Live and let die: Involvement of the Bcl-2 family in cellular

programs mediating death or survival

The Bcl-2 proteins are master regulators of life and death of the cell. Cell death can be either controlled and active, or passive. Therefore, a distinction is made between active programs controling cell death or cell survival, and passive death commonly called Necrosis. So far, several progams regulating cell life and death have been defined, such as Apoptosis, Autophagy, or Necroptosis. In the following part, we will mainly discuss the involvement of Bcl-2 proteins in Apoptosis and Autophagy, as there has not been any evidence so far of direct or indirect role played by Bcl-2 proteins in Necroptosis.

1.4.1. Apoptosis: A matter of honour

In ancient Japan, a defeated samurai warrior would commit a ritual suicide called seppuku to avoid the burden and shame of defeat, following the bushido code.

Apoptosis could similarly be associated in a way of self-killing to prevent the release of immunogenic molecules that could otherwise trigger an immune response. This process offers a clever physiological way of clearing an excess of cells in multicellular organisms, contributing to the balance between cell proliferation and cell death. Supernumerary cells can result from developmental processes, or cell with genetic abnormalities. Hence, regulation of apoptosis is a critical cornerstone in diseases, as a lack of apoptosis might trigger cancer (Hanahan et Weinberg, 2011), and an excess neurodegenerative disorders (Friedlander, 2003).

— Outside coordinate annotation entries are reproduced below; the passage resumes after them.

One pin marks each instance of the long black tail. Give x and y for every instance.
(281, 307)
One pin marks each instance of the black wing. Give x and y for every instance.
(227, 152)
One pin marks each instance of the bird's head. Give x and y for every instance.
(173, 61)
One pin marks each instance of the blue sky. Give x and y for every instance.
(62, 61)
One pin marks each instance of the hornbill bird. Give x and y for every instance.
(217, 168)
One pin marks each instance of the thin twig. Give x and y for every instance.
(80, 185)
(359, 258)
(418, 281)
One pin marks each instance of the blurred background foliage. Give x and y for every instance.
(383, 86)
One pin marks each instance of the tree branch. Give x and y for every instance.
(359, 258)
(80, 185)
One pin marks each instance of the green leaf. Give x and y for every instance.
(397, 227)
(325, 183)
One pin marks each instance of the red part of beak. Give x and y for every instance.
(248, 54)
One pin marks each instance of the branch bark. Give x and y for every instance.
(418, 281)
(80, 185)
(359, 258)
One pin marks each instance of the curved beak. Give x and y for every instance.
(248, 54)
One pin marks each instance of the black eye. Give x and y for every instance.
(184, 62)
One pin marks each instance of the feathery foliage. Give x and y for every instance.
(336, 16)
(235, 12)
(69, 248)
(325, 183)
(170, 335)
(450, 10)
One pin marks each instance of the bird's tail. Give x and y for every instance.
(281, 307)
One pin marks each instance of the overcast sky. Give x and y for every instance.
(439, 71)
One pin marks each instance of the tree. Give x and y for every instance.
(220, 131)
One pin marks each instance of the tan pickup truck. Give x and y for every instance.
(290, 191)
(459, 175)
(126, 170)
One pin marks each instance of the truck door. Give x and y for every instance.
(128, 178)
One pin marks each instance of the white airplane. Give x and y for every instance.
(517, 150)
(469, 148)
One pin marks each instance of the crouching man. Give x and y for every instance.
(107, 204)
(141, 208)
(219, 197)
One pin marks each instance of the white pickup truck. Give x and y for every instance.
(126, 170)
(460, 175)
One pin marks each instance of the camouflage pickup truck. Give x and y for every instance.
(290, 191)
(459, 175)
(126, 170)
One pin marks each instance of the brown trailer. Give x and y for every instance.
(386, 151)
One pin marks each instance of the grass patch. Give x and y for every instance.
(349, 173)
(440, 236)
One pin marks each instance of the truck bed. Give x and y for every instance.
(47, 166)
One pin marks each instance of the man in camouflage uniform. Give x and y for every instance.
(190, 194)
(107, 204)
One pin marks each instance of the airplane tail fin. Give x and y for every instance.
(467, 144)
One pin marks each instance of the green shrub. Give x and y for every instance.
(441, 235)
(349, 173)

Three steps are distinguished in apoptosis: (1) Initiation, (2) Regulation and (3) Execution.

During the initiation step (1), the cell is perceiving physiological or pathological danger signals through an array of sensor proteins. The regulation phase (2) relies heavily on the Bcl-2 protein family to integrate multiple cellular signals and initiate the commitment to cell death. Once the barrier is crossed, the decision is irreversible and cell fate sealed. The last stage (3) involves execution of apoptosis by the Caspases (Cystein-Aspartate proteases), neutralizing many cellular proteins by direct cleavage, as well as molecules with immunogenic properties.

A distinction is made between extrinsic apoptosis pathway, which is triggered by the binding of an extracellular ligand to a receptor on the plasma membrane, and the mitochondrial pathway (or intrinsic pathway) which hinges upon mitochondria to integrate intracellular danger signals and execute apoptosis (Fulda et Debatin, 2006).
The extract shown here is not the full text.